Simon Dutton (Terence Rattigan) et Paul Keating (Kenny). Photo : Idil Sukan

C'est dans ce monde de secrets, de duplicité, d'illégalité et de retenue que vit Kenny Morgan, et la production recrée la période avec un détail minutieux à travers les personnages, les manières, le décor et l'interprétation la plus exquise vue à Londres cette année. Le design de chambre miteuse par Robert Innes Hopkins "respire l'échec" et la direction sensible de Lucy Bailey détache patiemment le façades de la gentillesse et des bonnes manières pour révéler la dévastation en dessous. En tant que Kenny Morgan, Paul Keating est exceptionnel, offrant une performance soutenue de désespoir et déchirante, tout en dépeignant puissamment un homme déterminé à ne pas revenir être le "méchant" secret de Rattigan, vivant dans un appartement séparé, tout payé, sans dignité propre. En tant que Rattigan, Simon Dutton donne une performance étonnante et nuancée d'un homme piégé par son succès, sa sexualité et le regard impitoyable de la société, (notamment celui de sa mère). Rattigan dit : "Le "moi" public est le soutien financier du "moi" privé", et nous voyons ici sa double vie, ses bonnes manières parfaites et son autodépréciation compensées par ses regards impatients vers Kenny, révélant la profondeur de son amour et de son désir.

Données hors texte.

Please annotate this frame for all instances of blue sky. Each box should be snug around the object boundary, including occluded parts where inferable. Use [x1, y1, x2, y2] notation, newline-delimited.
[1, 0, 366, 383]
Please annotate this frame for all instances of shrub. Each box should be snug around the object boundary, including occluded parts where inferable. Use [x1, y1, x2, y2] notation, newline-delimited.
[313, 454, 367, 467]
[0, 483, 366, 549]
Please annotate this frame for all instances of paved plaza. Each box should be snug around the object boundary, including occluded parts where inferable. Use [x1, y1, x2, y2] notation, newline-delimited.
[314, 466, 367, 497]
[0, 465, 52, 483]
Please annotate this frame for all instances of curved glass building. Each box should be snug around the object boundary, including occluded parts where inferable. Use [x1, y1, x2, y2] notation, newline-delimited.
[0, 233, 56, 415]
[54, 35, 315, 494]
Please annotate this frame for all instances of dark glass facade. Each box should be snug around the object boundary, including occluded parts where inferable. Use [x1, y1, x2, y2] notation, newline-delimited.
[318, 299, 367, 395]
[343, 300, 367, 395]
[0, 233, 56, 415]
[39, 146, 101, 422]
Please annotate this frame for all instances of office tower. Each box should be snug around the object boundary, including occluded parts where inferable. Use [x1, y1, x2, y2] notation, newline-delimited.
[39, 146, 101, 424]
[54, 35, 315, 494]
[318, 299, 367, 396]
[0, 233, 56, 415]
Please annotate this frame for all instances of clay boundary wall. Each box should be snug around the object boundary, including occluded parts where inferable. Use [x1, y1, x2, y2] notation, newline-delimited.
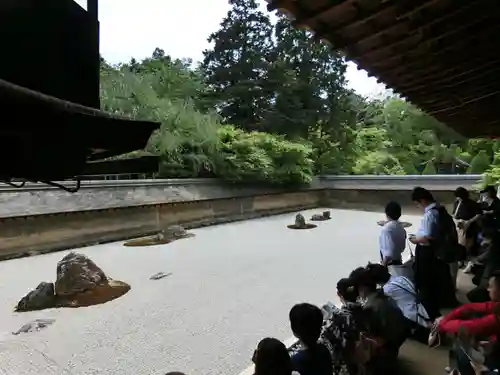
[0, 190, 324, 261]
[0, 176, 476, 261]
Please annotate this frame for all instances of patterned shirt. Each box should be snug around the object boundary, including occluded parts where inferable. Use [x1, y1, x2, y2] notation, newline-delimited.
[319, 303, 364, 375]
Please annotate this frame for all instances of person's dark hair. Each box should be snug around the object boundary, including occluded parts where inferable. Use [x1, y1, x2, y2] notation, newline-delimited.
[385, 201, 402, 220]
[253, 338, 292, 375]
[289, 303, 323, 348]
[454, 187, 470, 200]
[482, 185, 497, 198]
[365, 263, 391, 285]
[337, 278, 358, 303]
[351, 268, 377, 293]
[349, 266, 366, 280]
[411, 186, 435, 203]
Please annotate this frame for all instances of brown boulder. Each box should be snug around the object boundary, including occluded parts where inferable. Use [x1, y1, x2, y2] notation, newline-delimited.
[15, 282, 55, 312]
[16, 252, 130, 312]
[55, 252, 107, 297]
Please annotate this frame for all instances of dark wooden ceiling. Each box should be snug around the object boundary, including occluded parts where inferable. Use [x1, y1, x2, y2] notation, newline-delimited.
[267, 0, 500, 138]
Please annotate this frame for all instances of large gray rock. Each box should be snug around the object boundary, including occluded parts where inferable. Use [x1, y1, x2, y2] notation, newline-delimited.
[54, 252, 107, 297]
[15, 282, 55, 312]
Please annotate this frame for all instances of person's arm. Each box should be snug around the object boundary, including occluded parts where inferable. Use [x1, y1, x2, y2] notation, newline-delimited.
[439, 314, 499, 337]
[439, 302, 498, 326]
[467, 214, 482, 226]
[411, 212, 437, 244]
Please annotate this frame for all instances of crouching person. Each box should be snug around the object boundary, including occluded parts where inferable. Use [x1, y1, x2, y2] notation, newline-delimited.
[366, 263, 433, 343]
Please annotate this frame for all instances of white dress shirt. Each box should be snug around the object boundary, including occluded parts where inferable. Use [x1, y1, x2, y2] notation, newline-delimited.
[379, 220, 407, 263]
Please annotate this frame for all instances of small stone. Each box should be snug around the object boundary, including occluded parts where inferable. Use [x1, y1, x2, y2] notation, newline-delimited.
[311, 214, 324, 221]
[163, 225, 188, 238]
[55, 252, 107, 297]
[15, 282, 55, 312]
[12, 318, 55, 335]
[150, 272, 172, 280]
[323, 211, 331, 219]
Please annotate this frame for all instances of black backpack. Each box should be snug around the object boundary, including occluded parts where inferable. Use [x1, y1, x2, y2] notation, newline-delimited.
[431, 206, 462, 263]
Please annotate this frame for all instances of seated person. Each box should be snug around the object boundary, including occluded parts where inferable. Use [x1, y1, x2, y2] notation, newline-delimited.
[379, 201, 407, 266]
[442, 300, 500, 375]
[289, 303, 333, 375]
[366, 263, 432, 342]
[435, 271, 500, 339]
[467, 230, 500, 303]
[453, 187, 482, 256]
[252, 337, 295, 375]
[320, 278, 368, 374]
[351, 268, 409, 358]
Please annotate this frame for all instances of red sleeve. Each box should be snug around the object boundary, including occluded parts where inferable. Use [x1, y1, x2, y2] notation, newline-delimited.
[439, 302, 497, 324]
[439, 314, 499, 336]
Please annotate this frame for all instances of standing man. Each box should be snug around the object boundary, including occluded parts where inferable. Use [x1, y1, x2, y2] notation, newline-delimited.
[409, 187, 458, 319]
[379, 201, 407, 266]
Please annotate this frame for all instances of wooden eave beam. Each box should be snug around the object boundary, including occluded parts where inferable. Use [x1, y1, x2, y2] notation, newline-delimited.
[352, 1, 490, 61]
[325, 0, 412, 37]
[368, 25, 499, 73]
[376, 45, 500, 93]
[386, 54, 500, 90]
[291, 0, 356, 29]
[348, 0, 476, 56]
[414, 80, 500, 105]
[426, 91, 500, 115]
[398, 64, 500, 96]
[414, 79, 500, 104]
[374, 40, 500, 83]
[315, 0, 418, 52]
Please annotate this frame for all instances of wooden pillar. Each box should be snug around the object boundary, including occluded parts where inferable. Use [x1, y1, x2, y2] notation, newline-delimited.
[87, 0, 100, 109]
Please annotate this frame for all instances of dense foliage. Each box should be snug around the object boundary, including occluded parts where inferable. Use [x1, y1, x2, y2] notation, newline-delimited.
[100, 0, 500, 186]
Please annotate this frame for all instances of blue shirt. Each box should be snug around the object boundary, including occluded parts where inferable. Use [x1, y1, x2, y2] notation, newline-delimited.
[379, 220, 407, 262]
[417, 203, 440, 246]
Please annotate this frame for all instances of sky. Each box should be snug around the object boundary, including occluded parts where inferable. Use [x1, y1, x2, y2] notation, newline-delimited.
[75, 0, 388, 98]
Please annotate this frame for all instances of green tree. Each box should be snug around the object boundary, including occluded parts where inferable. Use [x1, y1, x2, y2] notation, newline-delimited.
[422, 161, 437, 175]
[200, 0, 275, 130]
[262, 17, 347, 137]
[468, 150, 491, 174]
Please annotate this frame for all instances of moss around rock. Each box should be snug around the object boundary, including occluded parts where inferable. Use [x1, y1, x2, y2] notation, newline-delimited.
[124, 225, 195, 247]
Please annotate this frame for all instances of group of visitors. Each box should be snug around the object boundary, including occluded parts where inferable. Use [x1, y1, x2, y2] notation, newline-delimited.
[169, 186, 500, 375]
[249, 186, 500, 375]
[250, 262, 422, 375]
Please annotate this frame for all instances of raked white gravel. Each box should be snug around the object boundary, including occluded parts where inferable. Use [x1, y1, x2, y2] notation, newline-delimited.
[0, 208, 421, 375]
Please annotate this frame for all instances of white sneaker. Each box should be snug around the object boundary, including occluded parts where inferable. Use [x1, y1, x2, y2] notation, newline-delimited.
[463, 261, 475, 274]
[428, 323, 441, 347]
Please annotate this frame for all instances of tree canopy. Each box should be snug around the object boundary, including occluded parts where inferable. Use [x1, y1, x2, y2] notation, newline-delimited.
[100, 0, 499, 186]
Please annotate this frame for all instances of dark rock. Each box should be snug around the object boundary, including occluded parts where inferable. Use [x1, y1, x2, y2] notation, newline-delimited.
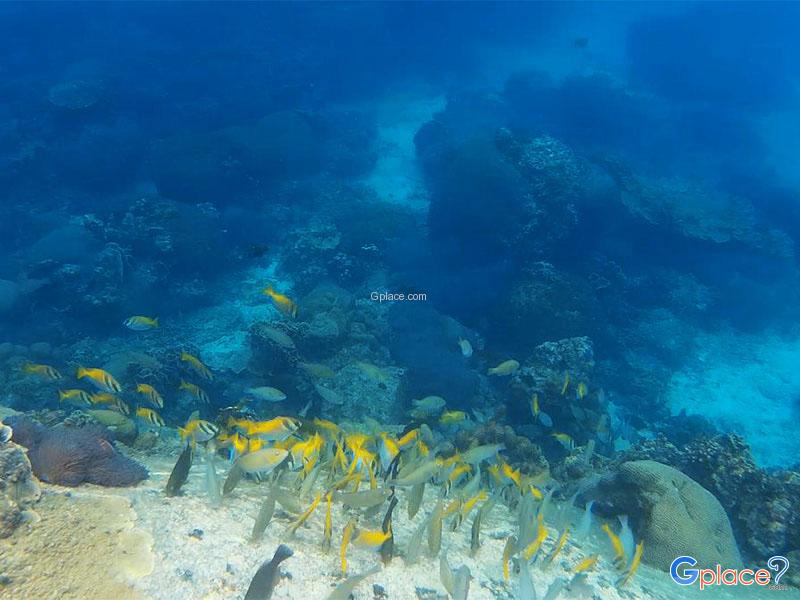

C'est une ensemble de performances remarquables. En tant que l’imprudent Alec, Pierro Neil-Mee a le rôle le plus difficile en jouant un ivrogne bisexuel si grossier, égoïste, insensible, mais il parvient à révéler les pressions sociales qui le rendent malheureux et l'amènent à s'en prendre à Kenny. La scène d'ouverture est un magnifique hommage au début de The Deep Blue Sea, avec Marlene Sidaway excellente en logeuse Mme Simpson dispensant son opinion comme un fait et résumant la scène par des phrases désapprobatrices. Elle est équilibrée par une belle performance de Matthew Bulgo en voisin gentil et sensible Dafydd Lloyd, le côté attentionné de la société contre les verdicts accablants de Mme Simpson. En tant que médecin radié M. Ritter, George Irving est exceptionnel avec un humour laconiques, et une rage silencieuse contre la tentative de suicide de Kenny, quand tant de son peuple juif n’avait pas le choix entre la vie et la mort pendant la guerre. Lowenna Melrose tire le meilleur parti de son petit rôle en tant que conquête d'Alec Norma, ponctuant son déni égoïste par des missiles de vérité.

Simon Dutton (Terence Rattigan) et Paul Keating (Kenny). Photo : Idil Sukan

La belle pièce de Mike Poulton est peut-être celle que Rattigan voulait vraiment écrire, et donner une voix à ces personnages est une déclaration émouvante. Tout au long, des commentaires et des opinions sont faits sur les acteurs et l'art théâtral, sur la théâtralité et le jeu de rôles, et cette emphase sur la vie double est magnifiquement explorée. Les gens ne cessent de demander à Kenny s'il a besoin de quelque chose, mais la seule chose dont il a vraiment besoin, vivre sa vie de manière ouverte et pleine, lui sera refusée. Sa deuxième et réussie tentative de suicide termine la pièce et semble inévitable. C'est un peu ironique qu'à une époque de distribution aveugle au niveau du genre, de l'âge et de l'ethnicité, de travail multimédia, et où le théâtre cherche le prochain grand succès, une tranche bien structurée de drame naturaliste soit peut-être la meilleure nouvelle pièce de 2016. À ne pas manquer.